自己愛の強い親は、不安型愛着スタイルを助長してしまう

 子どもと競い合いそうになったとき、親の方が子どもに「主役」の地位を譲ることが、子どもの自己愛の健全な成長には必要だが、親の方が「主役」の地位に居座り続けてしまう。

 自己愛性の強い母親が機嫌を損ねると、後で面倒なことになりやすいため、子どもたちも賞賛する側に回り、母親の機嫌や満足を優先するようになる。子どもの満たされない自己顕示欲求は、自信のなさや自己肯定感の乏しさとなるか、歪に肥大した形で、大人になった後も引きずられてしまいやすい。

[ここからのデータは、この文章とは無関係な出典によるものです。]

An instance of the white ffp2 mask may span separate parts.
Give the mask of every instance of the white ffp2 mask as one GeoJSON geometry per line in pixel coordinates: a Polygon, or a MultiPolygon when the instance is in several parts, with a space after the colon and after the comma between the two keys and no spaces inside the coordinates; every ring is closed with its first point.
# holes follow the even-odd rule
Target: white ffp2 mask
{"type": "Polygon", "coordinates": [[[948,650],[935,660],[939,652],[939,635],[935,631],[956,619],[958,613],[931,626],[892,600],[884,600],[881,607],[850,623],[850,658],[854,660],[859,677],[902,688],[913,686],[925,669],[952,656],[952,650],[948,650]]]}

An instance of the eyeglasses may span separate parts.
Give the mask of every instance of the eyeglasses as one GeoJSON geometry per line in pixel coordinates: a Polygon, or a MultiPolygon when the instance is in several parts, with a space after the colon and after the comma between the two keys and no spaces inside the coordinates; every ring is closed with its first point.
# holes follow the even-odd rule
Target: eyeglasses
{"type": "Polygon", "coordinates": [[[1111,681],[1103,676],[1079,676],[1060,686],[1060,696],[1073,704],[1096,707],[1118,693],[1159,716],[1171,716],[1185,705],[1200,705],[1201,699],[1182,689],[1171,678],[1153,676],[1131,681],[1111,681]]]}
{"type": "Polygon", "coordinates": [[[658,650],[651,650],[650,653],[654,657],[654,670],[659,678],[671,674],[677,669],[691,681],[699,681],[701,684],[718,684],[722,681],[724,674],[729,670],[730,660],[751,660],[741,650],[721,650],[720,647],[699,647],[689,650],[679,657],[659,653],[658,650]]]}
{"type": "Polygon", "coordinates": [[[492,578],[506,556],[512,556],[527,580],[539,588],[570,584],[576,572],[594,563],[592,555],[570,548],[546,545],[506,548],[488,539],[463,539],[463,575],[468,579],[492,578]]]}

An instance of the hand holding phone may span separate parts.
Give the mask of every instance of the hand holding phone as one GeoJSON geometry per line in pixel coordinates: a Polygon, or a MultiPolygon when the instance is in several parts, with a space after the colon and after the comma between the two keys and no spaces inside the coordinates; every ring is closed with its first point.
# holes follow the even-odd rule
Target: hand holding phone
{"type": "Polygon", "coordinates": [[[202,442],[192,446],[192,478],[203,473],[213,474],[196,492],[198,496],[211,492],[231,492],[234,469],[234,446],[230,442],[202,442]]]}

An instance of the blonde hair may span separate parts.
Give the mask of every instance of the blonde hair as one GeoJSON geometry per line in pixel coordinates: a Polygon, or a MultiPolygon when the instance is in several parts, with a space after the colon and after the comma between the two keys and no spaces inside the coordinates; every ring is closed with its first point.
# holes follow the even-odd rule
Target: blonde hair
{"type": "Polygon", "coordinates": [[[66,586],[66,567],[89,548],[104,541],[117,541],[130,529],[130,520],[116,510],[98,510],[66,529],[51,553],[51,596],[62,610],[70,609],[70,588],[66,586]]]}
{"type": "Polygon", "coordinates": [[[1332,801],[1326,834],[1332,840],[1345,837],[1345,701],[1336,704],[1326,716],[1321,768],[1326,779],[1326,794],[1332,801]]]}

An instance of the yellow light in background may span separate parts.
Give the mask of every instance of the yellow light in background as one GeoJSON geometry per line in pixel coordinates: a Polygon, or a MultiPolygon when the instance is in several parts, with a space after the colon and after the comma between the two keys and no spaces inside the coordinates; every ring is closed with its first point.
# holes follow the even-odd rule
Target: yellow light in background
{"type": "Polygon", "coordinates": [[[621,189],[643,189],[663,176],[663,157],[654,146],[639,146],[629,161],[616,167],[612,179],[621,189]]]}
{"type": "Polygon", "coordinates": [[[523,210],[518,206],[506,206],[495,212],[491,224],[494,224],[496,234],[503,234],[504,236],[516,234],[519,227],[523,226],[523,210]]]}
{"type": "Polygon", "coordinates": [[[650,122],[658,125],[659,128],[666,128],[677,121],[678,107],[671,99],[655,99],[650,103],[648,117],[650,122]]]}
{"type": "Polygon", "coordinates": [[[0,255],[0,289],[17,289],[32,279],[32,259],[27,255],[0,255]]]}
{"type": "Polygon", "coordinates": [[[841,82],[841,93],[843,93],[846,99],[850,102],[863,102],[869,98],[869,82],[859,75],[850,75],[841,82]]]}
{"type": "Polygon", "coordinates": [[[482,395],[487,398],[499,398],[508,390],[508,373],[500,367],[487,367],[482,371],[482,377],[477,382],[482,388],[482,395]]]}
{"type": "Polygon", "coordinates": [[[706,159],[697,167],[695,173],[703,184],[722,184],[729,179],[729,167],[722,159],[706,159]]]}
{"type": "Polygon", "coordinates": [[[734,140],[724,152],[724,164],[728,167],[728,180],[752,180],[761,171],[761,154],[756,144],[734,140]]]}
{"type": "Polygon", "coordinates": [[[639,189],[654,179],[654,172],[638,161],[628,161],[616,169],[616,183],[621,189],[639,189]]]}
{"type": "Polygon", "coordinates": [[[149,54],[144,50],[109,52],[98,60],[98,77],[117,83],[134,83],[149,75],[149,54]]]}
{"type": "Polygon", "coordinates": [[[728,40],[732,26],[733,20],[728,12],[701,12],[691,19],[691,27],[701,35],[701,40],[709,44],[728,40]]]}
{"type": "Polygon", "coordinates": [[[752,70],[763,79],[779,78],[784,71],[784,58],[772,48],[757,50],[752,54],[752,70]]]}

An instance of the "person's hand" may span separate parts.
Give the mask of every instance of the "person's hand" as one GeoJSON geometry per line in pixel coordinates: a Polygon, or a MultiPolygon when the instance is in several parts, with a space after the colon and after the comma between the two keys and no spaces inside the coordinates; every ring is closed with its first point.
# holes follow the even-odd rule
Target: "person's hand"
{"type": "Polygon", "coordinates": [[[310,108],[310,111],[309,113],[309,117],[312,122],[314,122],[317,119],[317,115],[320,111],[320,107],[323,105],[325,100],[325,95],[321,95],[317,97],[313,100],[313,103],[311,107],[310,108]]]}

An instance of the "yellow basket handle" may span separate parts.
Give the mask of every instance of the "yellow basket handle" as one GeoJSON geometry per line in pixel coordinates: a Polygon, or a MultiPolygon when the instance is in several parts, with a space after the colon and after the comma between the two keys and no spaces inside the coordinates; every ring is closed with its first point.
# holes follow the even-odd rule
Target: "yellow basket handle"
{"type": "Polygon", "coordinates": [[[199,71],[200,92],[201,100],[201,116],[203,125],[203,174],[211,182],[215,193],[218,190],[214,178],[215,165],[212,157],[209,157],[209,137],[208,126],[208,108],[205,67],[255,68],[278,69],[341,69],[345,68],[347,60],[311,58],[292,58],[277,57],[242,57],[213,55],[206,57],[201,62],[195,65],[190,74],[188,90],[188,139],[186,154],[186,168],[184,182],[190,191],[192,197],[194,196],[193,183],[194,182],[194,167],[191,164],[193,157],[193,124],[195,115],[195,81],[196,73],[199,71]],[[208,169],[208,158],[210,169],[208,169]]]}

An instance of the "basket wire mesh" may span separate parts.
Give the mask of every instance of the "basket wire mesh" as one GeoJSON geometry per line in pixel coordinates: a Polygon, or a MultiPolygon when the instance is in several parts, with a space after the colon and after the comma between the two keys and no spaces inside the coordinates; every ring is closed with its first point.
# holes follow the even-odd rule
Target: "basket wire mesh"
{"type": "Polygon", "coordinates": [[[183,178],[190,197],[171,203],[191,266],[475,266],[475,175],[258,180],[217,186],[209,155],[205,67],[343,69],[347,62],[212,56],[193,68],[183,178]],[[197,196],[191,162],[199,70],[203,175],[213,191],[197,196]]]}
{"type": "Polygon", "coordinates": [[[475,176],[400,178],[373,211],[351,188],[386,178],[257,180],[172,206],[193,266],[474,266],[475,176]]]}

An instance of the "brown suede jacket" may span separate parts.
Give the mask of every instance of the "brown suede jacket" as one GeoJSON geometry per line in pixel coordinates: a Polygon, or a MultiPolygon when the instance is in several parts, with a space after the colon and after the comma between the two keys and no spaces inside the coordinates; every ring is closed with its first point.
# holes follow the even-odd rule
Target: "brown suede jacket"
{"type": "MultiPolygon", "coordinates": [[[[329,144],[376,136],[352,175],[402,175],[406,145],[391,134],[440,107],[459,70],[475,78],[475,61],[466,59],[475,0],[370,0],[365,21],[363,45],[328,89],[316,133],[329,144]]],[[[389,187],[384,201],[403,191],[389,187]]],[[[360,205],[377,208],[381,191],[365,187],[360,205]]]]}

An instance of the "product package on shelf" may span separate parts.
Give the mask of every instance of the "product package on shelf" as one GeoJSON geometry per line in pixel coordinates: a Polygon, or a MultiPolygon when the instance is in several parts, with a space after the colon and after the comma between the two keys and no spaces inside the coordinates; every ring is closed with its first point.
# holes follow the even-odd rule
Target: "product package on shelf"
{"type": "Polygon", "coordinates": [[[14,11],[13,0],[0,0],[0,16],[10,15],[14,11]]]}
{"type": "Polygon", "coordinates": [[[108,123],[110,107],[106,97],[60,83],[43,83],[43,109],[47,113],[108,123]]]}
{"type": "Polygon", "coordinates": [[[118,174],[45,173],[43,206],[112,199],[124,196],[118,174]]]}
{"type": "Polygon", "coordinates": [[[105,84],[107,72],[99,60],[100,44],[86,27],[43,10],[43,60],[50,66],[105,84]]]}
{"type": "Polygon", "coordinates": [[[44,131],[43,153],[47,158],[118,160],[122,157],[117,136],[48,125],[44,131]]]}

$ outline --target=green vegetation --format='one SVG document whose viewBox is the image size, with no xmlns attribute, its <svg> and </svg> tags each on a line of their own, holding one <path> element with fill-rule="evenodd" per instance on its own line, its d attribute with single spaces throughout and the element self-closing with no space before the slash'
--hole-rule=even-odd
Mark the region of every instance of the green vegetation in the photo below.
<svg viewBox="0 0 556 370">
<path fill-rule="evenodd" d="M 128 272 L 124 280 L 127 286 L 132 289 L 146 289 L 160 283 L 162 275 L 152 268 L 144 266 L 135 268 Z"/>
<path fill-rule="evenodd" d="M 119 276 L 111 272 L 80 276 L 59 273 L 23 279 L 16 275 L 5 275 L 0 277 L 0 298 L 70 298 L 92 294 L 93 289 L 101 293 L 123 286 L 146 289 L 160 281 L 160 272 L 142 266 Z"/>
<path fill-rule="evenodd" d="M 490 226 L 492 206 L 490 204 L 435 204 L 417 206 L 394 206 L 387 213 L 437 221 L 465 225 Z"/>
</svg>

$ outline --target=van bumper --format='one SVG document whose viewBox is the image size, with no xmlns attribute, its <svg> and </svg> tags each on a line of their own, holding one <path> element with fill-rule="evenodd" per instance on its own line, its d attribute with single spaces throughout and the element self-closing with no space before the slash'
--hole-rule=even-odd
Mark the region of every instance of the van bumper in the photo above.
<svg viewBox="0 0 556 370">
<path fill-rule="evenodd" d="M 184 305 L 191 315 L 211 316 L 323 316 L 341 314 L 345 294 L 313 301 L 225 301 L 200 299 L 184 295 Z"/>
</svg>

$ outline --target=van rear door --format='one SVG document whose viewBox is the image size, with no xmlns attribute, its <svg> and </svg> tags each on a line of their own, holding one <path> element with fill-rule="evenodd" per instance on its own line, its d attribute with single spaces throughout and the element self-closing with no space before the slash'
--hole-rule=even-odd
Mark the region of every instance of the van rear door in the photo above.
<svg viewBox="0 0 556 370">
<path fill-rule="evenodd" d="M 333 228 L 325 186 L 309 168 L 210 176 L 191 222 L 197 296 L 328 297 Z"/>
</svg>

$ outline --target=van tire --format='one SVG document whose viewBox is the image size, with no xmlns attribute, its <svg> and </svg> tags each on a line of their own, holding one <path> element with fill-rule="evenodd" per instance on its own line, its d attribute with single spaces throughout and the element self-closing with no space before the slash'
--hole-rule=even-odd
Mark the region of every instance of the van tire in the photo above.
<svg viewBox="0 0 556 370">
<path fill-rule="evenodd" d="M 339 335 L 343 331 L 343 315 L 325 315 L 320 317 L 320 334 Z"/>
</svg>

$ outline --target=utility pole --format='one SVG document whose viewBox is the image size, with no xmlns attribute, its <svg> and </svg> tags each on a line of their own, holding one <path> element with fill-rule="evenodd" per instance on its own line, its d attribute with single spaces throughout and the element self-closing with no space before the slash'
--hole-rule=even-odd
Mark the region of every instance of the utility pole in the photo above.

 自己愛の強い親は、相手への共感に欠け、冷たい面を見せがちで、子どもは関わり不足から回避型になる場合もあるが、親が自分の理想や基準にかなったときだけ賞賛してくれ、それ以外のときにはそっぽを向くという対応になると、愛されたいのに愛されないという葛藤が強まり、不安型愛着スタイルを助長してしまう。

サガンの愛情飢餓と母親との関係

 18歳のときに初めて書いた小説が、空前の大ヒットとなり、一躍スター作家となったサガン。電力会社の重役である父親を持ち、恵まれたブルジョア家庭に生まれ、三人兄弟の末っ子として特別に甘やかされて育った、人も羨むようなラッキーガールが、なぜアルコールや薬物、そして身を滅ぼしかねないスピード狂やギャンブルに溺れていかねばならなかったのか。

 サガンの孤独と愛情飢餓の根源は、母親との関係にあったようだ。母親は、外から見る限りでは、理想的な母親とも映るのだが、決定的な一つのことが欠けていた。彼女はあまり子育てに関心がなかった上に、サガンには、特に関心が持てない理由があった。サガンと上のきょうだいとの間には、少し年齢が離れているが、実はその間にはもう一人兄がいたのだ。